I built a 1500 sq ft shop a few years ago. I put the air compressor and dust collection outside to keep it quiet. If I had to do it all over again I would have ran the dust collector piping and the copper tubing in the attic and brought the drops down through the drywall. It would have posed some challenges routing some of the pipes because I have 8 skylights to work around.

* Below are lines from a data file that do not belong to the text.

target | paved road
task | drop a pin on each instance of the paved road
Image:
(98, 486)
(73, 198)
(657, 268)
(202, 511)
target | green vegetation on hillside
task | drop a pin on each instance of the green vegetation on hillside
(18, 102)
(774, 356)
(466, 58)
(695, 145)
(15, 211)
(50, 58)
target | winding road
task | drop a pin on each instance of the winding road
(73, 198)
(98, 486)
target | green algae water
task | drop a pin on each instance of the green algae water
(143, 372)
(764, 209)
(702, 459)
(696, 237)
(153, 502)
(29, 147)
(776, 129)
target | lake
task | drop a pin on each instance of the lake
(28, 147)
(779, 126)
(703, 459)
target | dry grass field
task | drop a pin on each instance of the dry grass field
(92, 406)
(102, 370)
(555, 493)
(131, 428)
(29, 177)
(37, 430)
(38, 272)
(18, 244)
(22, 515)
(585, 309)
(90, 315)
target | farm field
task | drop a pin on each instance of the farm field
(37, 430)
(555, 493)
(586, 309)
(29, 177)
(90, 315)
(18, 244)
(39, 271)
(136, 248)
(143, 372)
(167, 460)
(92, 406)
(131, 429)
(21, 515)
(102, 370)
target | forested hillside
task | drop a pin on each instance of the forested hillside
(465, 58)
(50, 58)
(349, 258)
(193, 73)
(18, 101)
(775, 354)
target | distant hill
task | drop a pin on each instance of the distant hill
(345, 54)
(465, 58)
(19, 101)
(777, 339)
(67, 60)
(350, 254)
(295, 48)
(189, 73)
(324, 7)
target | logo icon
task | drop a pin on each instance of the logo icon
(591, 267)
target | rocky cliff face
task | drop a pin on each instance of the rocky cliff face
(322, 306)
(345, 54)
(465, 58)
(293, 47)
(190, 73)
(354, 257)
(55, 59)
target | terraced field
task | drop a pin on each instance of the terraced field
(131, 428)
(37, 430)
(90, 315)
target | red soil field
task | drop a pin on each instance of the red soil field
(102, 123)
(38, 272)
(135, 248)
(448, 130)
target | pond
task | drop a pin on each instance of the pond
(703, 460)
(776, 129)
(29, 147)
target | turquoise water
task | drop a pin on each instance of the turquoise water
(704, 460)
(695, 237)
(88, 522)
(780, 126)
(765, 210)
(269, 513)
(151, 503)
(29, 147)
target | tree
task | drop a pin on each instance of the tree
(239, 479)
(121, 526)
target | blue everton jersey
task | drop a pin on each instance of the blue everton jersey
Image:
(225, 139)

Another think I enjoy a lot is working outside on the covered patio. I put Electrical outlets and lighting in the ceiling for easy access






















































.


----------



## SCOTSMAN (Aug 1, 2008)

Too clean for a wood shop now please make some woodchips fly.Seriously I love it. Alistair


----------



## Cosmicsniper (Oct 2, 2009)

I feel terrible for you. You must not be able to afford to fill up all that space with more machines. Pack up some of that space and send it in my direction!

Very cool shop!


----------



## Rick Dennington (Aug 27, 2009)

Great-looking shop…I really like a clean shop, and I like a lot of different shots of the tools and how they are placed. You've come through on both counts, and the d.c. is slick….Is that a Delta DJ-20 jointer? I just sold my Delta 6", and ready to order a new DJ-20. If so, how do you like it, and ever have any trouble with it? I'm 
basically a Delta tool person, and never had one minutes problem with them….Thanks for posting the shop…


----------



## mbs (May 8, 2010)

It is a DJ20 and I like it. I had a dj15 with the dovetail slides and I had a hard time getting it adjusted. I have 2 DJ20's and they work well.


----------



## sbryan55 (Dec 8, 2007)

Now this is a shop that looks like it would be a lot of fun to work in. You have plenty of room in there and it looks like you get quite a bit of natural light into your shop, which I think is a big plus. You also have put together a pretty nice tool collection as well. Thanks for the pictures. I enjoyed taking a tour of your shop.


----------



## Beginningwoodworker (May 5, 2008)

Thats a beautiful workshop.


----------



## wapakfred (Jul 29, 2011)

That is certainly one of the nicest woodshops I've ever seen….well done!


----------